The recession that has plagued the United States has led to fewer state workers who serve more citizens when demand for services is high. These workers - who include correction officers, caseworkers and State Patrol officers - are meeting the challenge of doing more with less. The nature of state government is changing and Gov. Inslee is asking state workers and industry leaders to identify more ways we can modernize our government, cut costs and maintain a high quality of service to taxpayers.
Gov. Inslee's government reform priorities:
- Empower state employees to find efficiencies through greater use of Lean Management. Many of Washington's successful businesses such as Boeing, MacDonald-Miller, Group Health and Virginia Mason have used lean management strategies to reduce costs while improving customer service. Lean management is an approach that asks those who know best - our frontline employees - to identify strategies to help them serve the people of Washington more quickly and easily. These efficiencies will help us prevent additional cuts to essential services and programs.

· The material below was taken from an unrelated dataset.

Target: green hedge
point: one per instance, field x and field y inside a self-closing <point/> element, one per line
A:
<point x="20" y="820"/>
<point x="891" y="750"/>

- Improve the state procurement process. Gov. Inslee is doing what states such as Delaware, Florida, California and Virginia have done - establishing online procurement portals that give small businesses, women- and minority-owned businesses and the public more access to view state business opportunities, offer bids on state contracts and identify potential savings in current contracts.
- Streamline state government with a focus on growing private-sector jobs. Gov. Inslee's administration is focused on identifying how state government can remove barriers and support economic development efforts. He's directing all state agencies to identify ways to improve government-business interactions, including streamlining business and occupation tax collections and reforming regulatory and permitting processes.